When the US Food and Drug Administration rejected an antidepressant as a treatment for COVID-19 on Monday, it also released a 27-page memorandum explaining exactly why it wasn’t convinced the drug was effective. It’s an unusual move for the agency, which typically rejects drugs quietly without quite so much publicly available paperwork.
The antidepressant fluvoxamine is a cheap, generic drug that’s been used for decades. Research shows that the drug can also block inflammation in the body. So, some researchers hoped that it could help prevent severe symptoms in patients with COVID-19, some of whom have to cope with inflammation due to overactive immune systems.
Some small and preliminary studies showed that it might be able to reduce the risk of patients with COVID-19 getting seriously sick. But that research wasn’t enough to convince the FDA. The agency said in its memorandum that the studies submitted in support of the drug didn’t do enough to show that it could offer “clinically meaningful outcomes” — reduction in hospitalizations and deaths. The main study, called the Together trial, found that the drug reduced the likelihood a patient would be in the emergency room for longer than six hours. The FDA wasn’t confident that metric was important.

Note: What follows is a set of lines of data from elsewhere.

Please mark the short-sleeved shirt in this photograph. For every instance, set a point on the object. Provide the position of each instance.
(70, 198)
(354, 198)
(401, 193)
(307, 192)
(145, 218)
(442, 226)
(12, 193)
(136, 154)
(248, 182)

It’s uncommon to get this type of window into the FDA’s decision-making process when it rejects a drug. Most of the time, the decision goes to the pharmaceutical company who made the drug, and it’s kept confidential. Research shows that those companies often don’t announce rejections, and if they do, they don’t say publicly the reason why. People do want to know, though: a survey of adults in the United States published in February found that nearly 90 percent said that they’d want information about why a drug wasn’t approved to be made public.
Notably, the use of fluvoxamine as a COVID-19 treatment wasn’t sent to the FDA by a pharmaceutical company — a group of doctors asked the agency to authorize it. Because it’s an old and generic drug, no pharmaceutical company would profit from taking it through the expensive regulatory process.
One of those doctors, the University of Minnesota infectious disease physician David Boulware, criticized the FDA’s rejection, telling STAT it was “inconsistent.” He noted that the coronavirus antiviral paxlovid is more effective but that it’s not widely available to people in low- and middle-income countries. “It’s not my first choice as a physician but I should have the option,” Boulware said.